Chinese Minister of Foreign Affairs Wang Yi (王毅) arrived in Iraq yesterday in the first such visit since before the 2003 US-led invasion, the foreign ministry said.
It is “the first visit to Baghdad by a high-ranking Chinese official since 2003,” the ministry said in a statement on its Web site.
Wang and senior officials will discuss “developing bilateral relations and regional and international issues,” the statement said.
Oil is likely to be on the agenda, as Chinese firms PetroChina and China National Petroleum Corp have investments in Iraqi oil production — which accounts for the lion’s share of the Iraqi government’s revenue — and also because Baghdad is seeking to dramatically ramp up its oil sales to fund reconstruction of its battered infrastructure.
Iran may also be discussed, with China in the P5+1 group of world powers negotiating with Tehran on its controversial nuclear program.
Wang’s visit came a day after militants shot down a helicopter and briefly occupied a town in an escalating turf war against government forces that has killed at least 25 people in two days, police said.
All four crew members were killed when their helicopter was downed during a reconnaissance flight over the town of Karma in Anbar Province, where the Iraqi army is engaged in a standoff with anti-government fighters.
Sunni insurgents have been gaining ground in Iraq over the past year and in recent weeks overran several towns, raising the stakes in a conflict against the Shiite-led government that made last year the deadliest since sectarian civil strife began to abate in 2008.
Late on Friday, dozens of militants in SUVs drove into the small town of al-Sainiyah, about 180km north of Baghdad, after bombing the local police headquarters and fought troops for several hours overnight, witnesses said.
At least four policemen and two Sunni government-backed militia members were killed in the fighting, officials said.

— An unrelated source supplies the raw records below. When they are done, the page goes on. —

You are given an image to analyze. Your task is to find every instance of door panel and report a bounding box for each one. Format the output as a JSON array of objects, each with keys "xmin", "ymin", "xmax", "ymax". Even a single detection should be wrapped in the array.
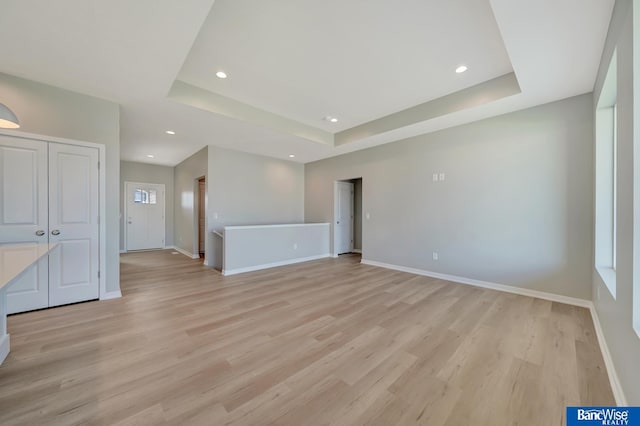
[
  {"xmin": 125, "ymin": 182, "xmax": 165, "ymax": 250},
  {"xmin": 49, "ymin": 143, "xmax": 99, "ymax": 306},
  {"xmin": 0, "ymin": 136, "xmax": 49, "ymax": 314},
  {"xmin": 334, "ymin": 182, "xmax": 353, "ymax": 254},
  {"xmin": 0, "ymin": 136, "xmax": 48, "ymax": 243}
]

The militants raised the black flag of the Islamic State in Iraq and the Levant (ISIL) over government buildings in the town, recording their victory on video before withdrawing on Saturday morning.
Police sources said the militants came from Anbar, where the Iraqi army has been laying siege to the city of Fallujah and shelling it since early this year, when ISIL and other militant groups took over.
Tens of thousands have fled the city in recent weeks, fearing an all-out offensive to retake Fallujah, the site of some of the fiercest battles with US forces following the invasion of Iraq in 2003.
In a statement late on Saturday, the Iraqi Ministry of Defense said it was suspending military operations on Fallujah until 6am today to give local tribes another chance to expel militants themselves.
The ministry warned militants against taking advantage of the detente to carry out attacks against armed forces, civilians, government installations and hospitals to give the impression that the government had not kept its word.
Security officials say ISIL wants to divert security forces’ attention away from Fallujah as it looks for land to establish a Sunni state.
By Saturday, troops had regained control over most of Sulaiman Pek, while three villages near Sulaiman Pek remain under the control of militants, officials said.